FIG. 1 is a generalized representation of a DTL system. The system begins with a charged-particle injector 10 which extracts charged particles (e.g. H+ions) from a charged-particle source and injects the extracted charged particles into a preliminary particle accelerator 12. The charged particles are accelerated by preliminary particle accelerator 12 to a desired speed and then injected into a DTL 14. It should be noted that DTL systems do not require the use of preliminary particle accelerators in all applications, though in certain applications the use of such preliminary particle accelerators is preferred. DTL 14 includes a RF field chamber 16 and a plurality of substantially cylindrical hollow drift tubes 20 located within chamber 16. Chamber 16 is maintained in a vacuum and has an inlet port 28 and an exit port 30. An RF field generator 26 produces an oscillating RF field within chamber 16 oriented to direct charged particles along a line of acceleration 32 between inlet port 28 of chamber 16 and exit port 30 of chamber 16. Each drift tube 20 is positioned within chamber 16 by a stem 22 extending from drift tube 20 to an inner surface 24 of chamber 16. Bore tubes 50 co-axial with drift tube 20 extends through drift tubes 20 along line of acceleration 32. The direction of acceleration of charged particles along line 32 within chamber 16 is dependent upon the sign of the RF field within the chamber, which changes during the field's oscillations.
Through means known in the prior art, charged particles enter chamber 16 not as a continuous stream of charged particles, but rather as a series of “bursts” of charged particles. The entry of each “burst” of charged particles into chamber 16 is controlled to occur at a time when the RF field is oriented to accelerate charged particles toward exit port 30 of chamber 16. Drift tubes 20 are also positioned to shield each “burst” of charged particles from the RF field during the time when the RF field is oriented to accelerate charged particles toward inlet port 28. In this way, the charged particles are accelerated by the RF field only as the particles pass through gaps 34 between successive drift tubes 20 (or between a drift tube 20 and a port 28 or 30) and only in the direction of exit port 30. The lengths 36 of drift tubes 20 are controlled to ensure shielding of charged particles during the entire period in which the oscillating RF field would accelerate the charged particles toward inlet port 28. Because the speed of charged particles increases with the traversing of each gap 34 between adjacent drill tubes 20, length 36 increases with each successive drift tube 20 between inlet port 28 and exit port 30.
Upon exiting chamber 16 and DTL 14, the charged particles are directed toward and impact a target 38. In certain applications, additional linear accelerators (or some other form of accelerator) and/or beam transport systems may be utilized between DTL 14 and target 38.
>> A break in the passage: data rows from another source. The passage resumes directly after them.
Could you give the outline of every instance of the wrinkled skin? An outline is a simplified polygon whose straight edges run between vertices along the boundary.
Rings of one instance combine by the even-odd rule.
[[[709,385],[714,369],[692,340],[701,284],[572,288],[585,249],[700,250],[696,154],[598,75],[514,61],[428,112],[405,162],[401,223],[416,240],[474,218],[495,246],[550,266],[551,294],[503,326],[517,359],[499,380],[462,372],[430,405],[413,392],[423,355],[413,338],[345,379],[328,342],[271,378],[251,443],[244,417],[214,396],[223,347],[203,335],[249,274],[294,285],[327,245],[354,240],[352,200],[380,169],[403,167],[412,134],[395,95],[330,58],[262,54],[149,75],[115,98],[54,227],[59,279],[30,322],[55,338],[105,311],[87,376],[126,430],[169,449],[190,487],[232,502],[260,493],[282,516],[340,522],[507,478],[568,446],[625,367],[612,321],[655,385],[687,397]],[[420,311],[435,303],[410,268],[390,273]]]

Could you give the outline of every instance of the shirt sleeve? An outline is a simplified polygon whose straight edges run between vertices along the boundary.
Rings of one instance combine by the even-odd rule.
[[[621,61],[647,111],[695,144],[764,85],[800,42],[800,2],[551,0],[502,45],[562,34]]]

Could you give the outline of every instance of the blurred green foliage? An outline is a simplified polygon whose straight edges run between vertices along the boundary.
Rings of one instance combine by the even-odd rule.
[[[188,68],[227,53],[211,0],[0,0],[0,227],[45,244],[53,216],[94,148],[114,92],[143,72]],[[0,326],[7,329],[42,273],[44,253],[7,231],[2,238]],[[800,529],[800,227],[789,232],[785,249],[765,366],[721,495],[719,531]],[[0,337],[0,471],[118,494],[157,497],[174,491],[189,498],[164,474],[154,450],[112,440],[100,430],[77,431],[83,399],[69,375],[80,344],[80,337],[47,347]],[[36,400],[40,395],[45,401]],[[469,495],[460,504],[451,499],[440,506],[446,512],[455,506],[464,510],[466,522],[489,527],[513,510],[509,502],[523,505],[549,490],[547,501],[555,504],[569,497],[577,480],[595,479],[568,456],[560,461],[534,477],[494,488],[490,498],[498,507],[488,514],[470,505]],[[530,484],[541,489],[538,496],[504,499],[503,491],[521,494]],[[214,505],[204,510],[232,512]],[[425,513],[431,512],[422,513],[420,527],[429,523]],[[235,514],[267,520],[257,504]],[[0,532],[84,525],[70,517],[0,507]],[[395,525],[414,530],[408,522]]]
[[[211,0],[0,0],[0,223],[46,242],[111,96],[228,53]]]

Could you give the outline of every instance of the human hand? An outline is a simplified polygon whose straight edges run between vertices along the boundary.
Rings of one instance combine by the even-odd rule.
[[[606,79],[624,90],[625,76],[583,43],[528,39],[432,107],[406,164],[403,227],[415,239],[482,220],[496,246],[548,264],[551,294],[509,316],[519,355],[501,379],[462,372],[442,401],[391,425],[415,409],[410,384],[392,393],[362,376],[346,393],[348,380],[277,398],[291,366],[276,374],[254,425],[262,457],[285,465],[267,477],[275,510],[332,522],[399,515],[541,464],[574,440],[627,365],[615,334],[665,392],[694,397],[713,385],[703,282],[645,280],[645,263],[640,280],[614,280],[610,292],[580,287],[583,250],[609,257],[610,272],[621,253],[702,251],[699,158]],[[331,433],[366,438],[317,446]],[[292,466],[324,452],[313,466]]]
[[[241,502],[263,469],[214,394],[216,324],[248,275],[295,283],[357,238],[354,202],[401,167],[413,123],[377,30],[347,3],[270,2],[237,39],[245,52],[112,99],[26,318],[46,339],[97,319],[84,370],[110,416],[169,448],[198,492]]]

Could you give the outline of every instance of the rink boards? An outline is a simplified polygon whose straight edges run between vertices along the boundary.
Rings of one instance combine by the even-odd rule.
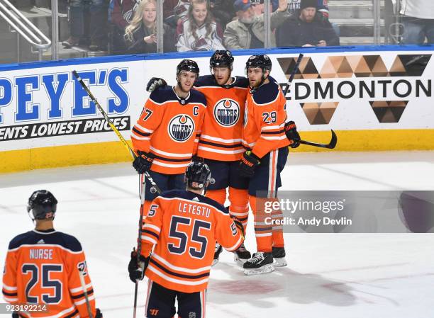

Each drift tube 20 houses a cylindrical focusing/defocusing magnet 52 having a cylindrical magnet orifice 53 (see FIG. 4). The central axes of magnet 52 and magnet orifice 53 are substantially co-linear with line of acceleration 32. Magnet 52 serves to maintain the size and alignment of the charged-particle beam as the beam passes through DTL 14. One side-effect of the operation of DTL 14 is the generation of heat within chamber 16 and particularly within drift tubes 20. This heat or the absence of this heat can cause expansion or contraction of drift tube 20 components and thereby modify the geometry of drift tube 20 and the length of gaps 34 between successive drift tubes 20. These modifications may affect the dynamics of the charged-particle beam, such as beam frequency. While small perturbations in the frequency of the beam may be compensated for, significant perturbations will impair the ability of the RF field to impart energy upon the beam and negatively impact DTL 14 performance. The heat can also prove detrimental to the performance of magnets 52, through the alteration of magnet parameters, the reduction of magnetic strength, or the introduction of multipoles leading to emittance growth. The present invention utilizes a cooling fluid 18 flowing from a cooling fluid reservoir 40 through stems 22 and around drift tubes 20 (and thereafter returning to reservoir 40 through stems 22) to regulate the temperature of drift tubes 20 when DTL 14 is in operation. Cooling fluid 18 is preferably water so as to limit cooling costs and minimize the dangers associated with more volatile or toxic cooling fluids. Magnet 52 is preferably a samarium cobalt quadrupole magnet stabilized at 100 degrees Celsius. The flow of cooling fluid 18 should be sufficient to minimize changes in drift tube 20 geometry and prevent the temperature of magnets 52 from exceeding 100 degrees Celsius.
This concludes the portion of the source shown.